Even the Rough-Handed Man, still struggling with the door, couldn’t help but be shocked, and he let out a low “Wow” in admiration of the performance.
The man got the door closed and, with the help of Sam’s rabid Tasmanian devil imitation, sped the truck away with squealing tires, leaving the very angry men behind screaming unfamiliar words.
The Rough-Handed Man looked worried as he sped away and turned around to see if they were being followed. They weren’t. His pursuers receded from view, their shouts getting lost finally in the wind noise. The man looked at Sam sitting on the seat next to him, looking peaceful, and started to laugh . . . and then began singing an old sailors’ song: “Farewell and adieu to you, fair Spanish ladies . . .”
Sam thought this was hilarious and joined in, his muzzle pointed high with matching howls.
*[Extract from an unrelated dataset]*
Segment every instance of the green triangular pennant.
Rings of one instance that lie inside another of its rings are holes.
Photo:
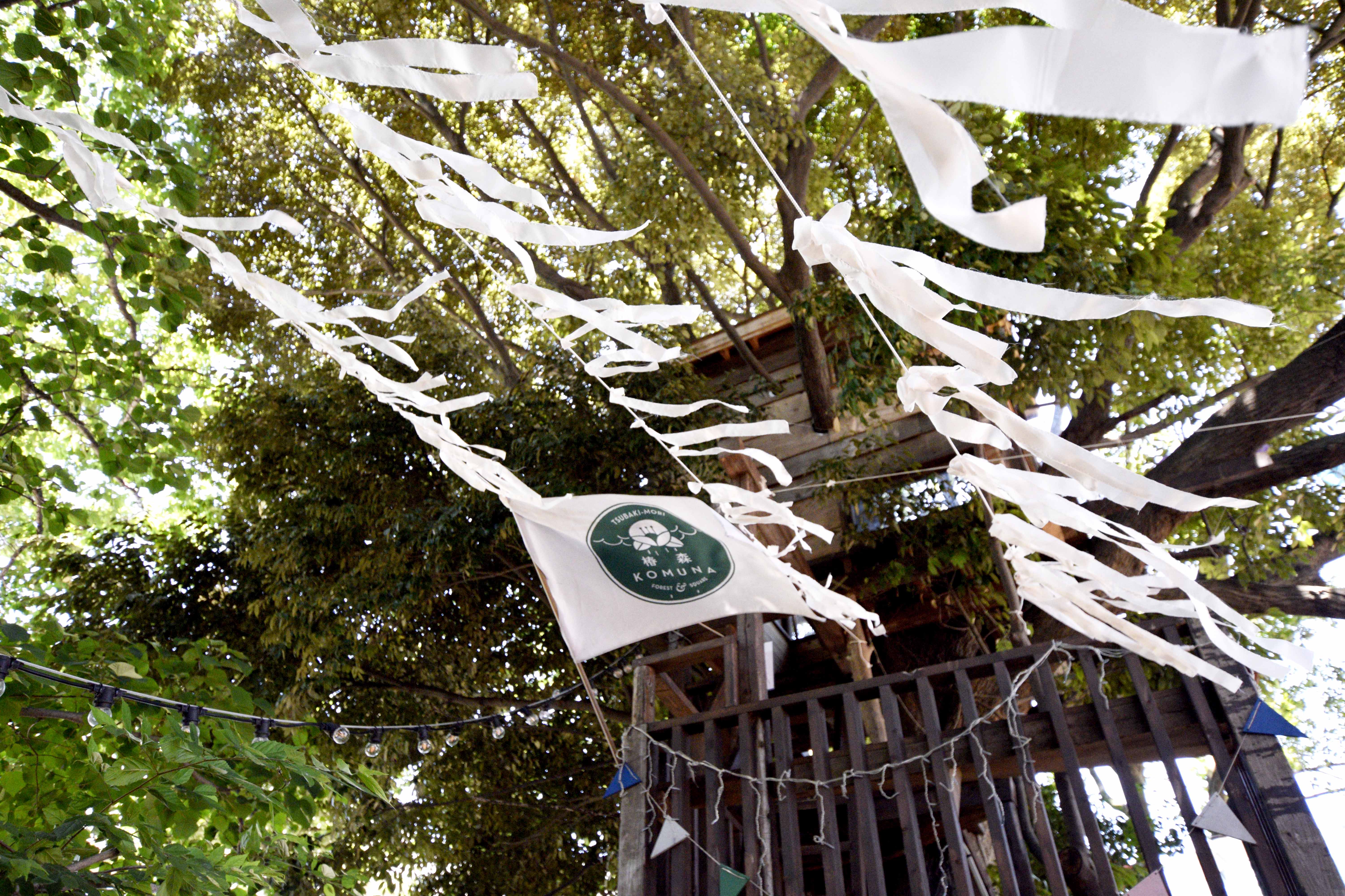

But after a while, the man looked ahead and thought very, very hard about the mess he was in. Sam had never seen such fear on a human being’s face before.
That night they ate in silence while
the man paced the small rooms, deep in disturbed thought. Then he placed Sam on a chair and sat opposite him. He clasped his hands, leaned close and spoke to Sam in the way that people speak at length to dogs when they’re frightened or excited or have been alone for too long and gone slightly crazy.
“Hey, ol’ buddy. We’ve . . . You haven’t done too bad by me, have ya?”
“I have a big spoon for a foot. Could be worse,” said Sam.
“I . . . I’m in a bit of a jam. There’s some people I owe a lot of . . . stuff. I don’t have it. But there’s a way—a small chance, really—that I could get it. You could have some-thin’ to do with it.”
“Me?” said Sam.
“I’m askin’ a lot. Maybe everything.”
“You want my half of the french fries.”
The man’s face was twisted in the worst sort of painful grimace Sam had ever seen. He reached to pat Sam’s head but then pulled his hand back, almost embarrassed.
“What I’m asking, little buddy,” he said, “is for you to forgive me.”
Sam had no idea why he said that.
By the next terrible night . . . the night where this book began, he would.